That road: to what extent it was paved by the influence of Nathan der Weise can never be exactly assessed. But that influence was certainly considerable. The “reciprocal embraces” of the finale continue in Schiller’s “Ode to Joy” (“All humans become brothers…Be embraced, millions,/ This kiss for the whole world!”), written in 1785. On the wings of Beethoven’s music, this poem did indeed circle the globe, still sounding in many places where the name of Gotthold Ephraim Lessing is forgotten.
Most deeply affected by Nathan der Weise were the Western European Jews who, with its encouragement, gravitated toward assimilation and, often, conversion. The model for Nathan, Moses Mendelssohn, remained Orthodox in practice and had six children; but after his death all his children converted to Christianity. Tolerance and brotherhood were watchwords among assimilating Jewry, to judge from Heine’s poem “To Edom”: “You, you tolerate my breathing,/ while I tolerate your raving.// Only sometimes, in dark times,/ you were in a curious mood/ and your pious, loving paws/ you dyed with my blood.” Heine knew that that “curious mood” could return. Saddest of all, many assimilating Jews, having signed the contract of tolerance, contracted the Christian prejudice against those Jews who still clung to their ancestral peculiarities. In European society as a whole, resistance to universalism soon became manifest. The religious sectarianism which Lessing and his fellow-Masons hoped to dispel, was replaced by a secular nationalism which showed itself quite as belligerent. The secular Jews who had disclaimed their particularity and subscribed to the ideology of humanity, now saw themselves branded as “rootless cosmopolitans.”
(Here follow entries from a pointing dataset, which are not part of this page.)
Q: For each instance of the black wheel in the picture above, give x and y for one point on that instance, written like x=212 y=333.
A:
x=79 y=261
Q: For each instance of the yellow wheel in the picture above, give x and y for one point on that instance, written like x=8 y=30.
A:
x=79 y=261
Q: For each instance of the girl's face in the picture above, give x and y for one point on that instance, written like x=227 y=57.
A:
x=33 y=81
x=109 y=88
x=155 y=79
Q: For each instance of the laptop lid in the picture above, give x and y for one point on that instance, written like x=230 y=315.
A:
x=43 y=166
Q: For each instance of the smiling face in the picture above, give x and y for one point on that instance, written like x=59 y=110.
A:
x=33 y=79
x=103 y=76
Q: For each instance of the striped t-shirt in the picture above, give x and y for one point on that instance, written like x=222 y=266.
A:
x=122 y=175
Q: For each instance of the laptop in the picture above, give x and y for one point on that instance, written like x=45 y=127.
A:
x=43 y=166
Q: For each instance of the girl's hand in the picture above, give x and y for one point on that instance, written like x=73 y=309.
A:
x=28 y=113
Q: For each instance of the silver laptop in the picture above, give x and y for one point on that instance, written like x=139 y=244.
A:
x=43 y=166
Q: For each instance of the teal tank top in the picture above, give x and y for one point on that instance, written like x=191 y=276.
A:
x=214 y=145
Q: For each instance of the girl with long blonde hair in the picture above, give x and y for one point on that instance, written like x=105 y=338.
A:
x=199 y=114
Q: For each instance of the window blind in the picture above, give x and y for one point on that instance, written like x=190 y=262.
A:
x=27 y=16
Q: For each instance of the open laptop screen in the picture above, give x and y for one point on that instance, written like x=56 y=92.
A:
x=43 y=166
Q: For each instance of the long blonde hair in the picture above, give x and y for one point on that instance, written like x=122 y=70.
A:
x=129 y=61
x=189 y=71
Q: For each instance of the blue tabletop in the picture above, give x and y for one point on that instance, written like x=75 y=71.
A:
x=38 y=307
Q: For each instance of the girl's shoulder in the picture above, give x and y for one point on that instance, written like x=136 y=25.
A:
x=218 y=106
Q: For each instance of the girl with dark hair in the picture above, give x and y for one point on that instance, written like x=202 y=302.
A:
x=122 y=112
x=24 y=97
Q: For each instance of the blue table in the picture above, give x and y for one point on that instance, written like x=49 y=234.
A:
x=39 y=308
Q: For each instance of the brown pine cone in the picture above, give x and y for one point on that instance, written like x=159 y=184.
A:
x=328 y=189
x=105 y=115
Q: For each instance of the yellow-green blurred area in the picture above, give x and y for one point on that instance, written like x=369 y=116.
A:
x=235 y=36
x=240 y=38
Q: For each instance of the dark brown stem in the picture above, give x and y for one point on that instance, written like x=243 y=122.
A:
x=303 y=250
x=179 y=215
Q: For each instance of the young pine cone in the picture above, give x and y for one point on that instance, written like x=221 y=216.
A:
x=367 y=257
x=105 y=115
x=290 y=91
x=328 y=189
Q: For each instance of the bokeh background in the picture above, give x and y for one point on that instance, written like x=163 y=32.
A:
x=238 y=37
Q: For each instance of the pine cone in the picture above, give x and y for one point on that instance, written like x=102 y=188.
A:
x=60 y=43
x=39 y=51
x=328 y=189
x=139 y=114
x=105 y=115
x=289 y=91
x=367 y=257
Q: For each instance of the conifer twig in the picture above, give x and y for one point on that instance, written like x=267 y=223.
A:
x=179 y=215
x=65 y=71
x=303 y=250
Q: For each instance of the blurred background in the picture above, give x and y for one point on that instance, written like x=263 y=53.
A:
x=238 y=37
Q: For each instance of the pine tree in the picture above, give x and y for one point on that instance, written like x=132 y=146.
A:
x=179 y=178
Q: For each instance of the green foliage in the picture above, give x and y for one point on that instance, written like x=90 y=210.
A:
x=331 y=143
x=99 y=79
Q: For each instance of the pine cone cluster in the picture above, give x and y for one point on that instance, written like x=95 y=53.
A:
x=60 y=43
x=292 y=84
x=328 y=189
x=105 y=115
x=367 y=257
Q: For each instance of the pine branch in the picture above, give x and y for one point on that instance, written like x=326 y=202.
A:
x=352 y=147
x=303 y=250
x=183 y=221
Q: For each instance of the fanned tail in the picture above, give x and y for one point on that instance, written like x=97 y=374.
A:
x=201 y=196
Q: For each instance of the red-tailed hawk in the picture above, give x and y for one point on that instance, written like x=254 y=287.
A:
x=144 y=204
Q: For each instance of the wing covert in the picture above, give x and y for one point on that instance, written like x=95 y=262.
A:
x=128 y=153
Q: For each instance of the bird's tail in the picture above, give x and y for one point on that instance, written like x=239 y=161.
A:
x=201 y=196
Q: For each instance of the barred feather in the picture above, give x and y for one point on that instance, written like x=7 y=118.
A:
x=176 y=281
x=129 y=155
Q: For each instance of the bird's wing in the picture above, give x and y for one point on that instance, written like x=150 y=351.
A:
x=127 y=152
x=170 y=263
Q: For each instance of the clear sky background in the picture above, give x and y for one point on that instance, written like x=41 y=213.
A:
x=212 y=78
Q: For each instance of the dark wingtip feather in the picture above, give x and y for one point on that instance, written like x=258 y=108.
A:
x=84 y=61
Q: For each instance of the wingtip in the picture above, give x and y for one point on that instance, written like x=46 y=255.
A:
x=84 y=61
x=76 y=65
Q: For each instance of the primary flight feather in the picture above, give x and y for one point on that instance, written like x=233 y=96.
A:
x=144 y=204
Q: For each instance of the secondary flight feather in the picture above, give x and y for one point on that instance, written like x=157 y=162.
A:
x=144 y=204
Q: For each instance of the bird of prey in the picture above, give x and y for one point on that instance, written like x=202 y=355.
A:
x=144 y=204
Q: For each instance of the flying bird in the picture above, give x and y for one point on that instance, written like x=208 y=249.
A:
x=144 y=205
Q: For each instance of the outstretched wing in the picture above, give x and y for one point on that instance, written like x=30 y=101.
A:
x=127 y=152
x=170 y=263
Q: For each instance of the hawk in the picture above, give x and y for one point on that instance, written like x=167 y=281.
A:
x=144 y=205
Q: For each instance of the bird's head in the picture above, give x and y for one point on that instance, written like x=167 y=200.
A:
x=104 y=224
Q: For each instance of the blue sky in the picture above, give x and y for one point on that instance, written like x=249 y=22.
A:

Even after the final tragedy in Europe, the work of Paul Celan testifies to the persistence of Lessing’s vision. True, Celan’s style is very different from that of the Enlightenment. But the dream of a world-embracing spiritual union lives on in “The Meridian” and in The No-One’s Rose, where the word Mensch sometimes has much the same ring that Lessing gave it. And the speaker of “Before a Candle” pronounces on a figure who seems to personify his remaining hopes, the following “blessing”:
In the name of the ThreeThis is nothing other than a remake of the “ring parable.” Like Lessing, Celan evidently counts on a settling of religious feuds in the light of their effects on human life (“the sky plunges down into the grave of the feelings”). The first of the Three is Judaism, whose adherents had to live among nations that held faiths derived from, but antagonistic to, the Torah. The second is Christianity, which “looked on and wept” at deeds inconsistent with its founder’s preachment of love. The third, however, is not Islam. It is the poet, the exponent of human feelings, who is piling up white stones in a no-man’s land between two religions. The year was 1953, and the Islamic resurgence was still below the horizon. Perhaps Islam – or some other embodiment of totalitarian coerciveness – does come in at the poem’s end, in the guise of “the “Amen which drowns out our voices” and, edged by an “icy light,” “steps towering into the sea” – a nightmare vision against which perhaps only a final protest is possible
who feud with each other until
the sky plunges down into the grave of the feelings,
in the name of the Three, whose rings
shine on my finger […]
in the name of the first of the Three
who cried out
when he had to live where his word had been before him,
in the name of the second, who looked on and wept,
in the name of the third, who heaps up
white stones in the middle7
Such a conclusion to European and world history could not be warded off by an ideology of tolerance that rejected distinctions and that had an inbuilt animus against the particularity of Israel. Celan himself never gave up his Jewish identity, and in his last years, with such poems as “Just Think” and “The Poles,” his sense of Israel’s centrality gained a clearer voice.8 But in the end, perhaps weighed down by the European culture to which he was so deeply committed, he did not heed the call of Israel’s God: “Seek ye Me and live.” (Amos 5:4)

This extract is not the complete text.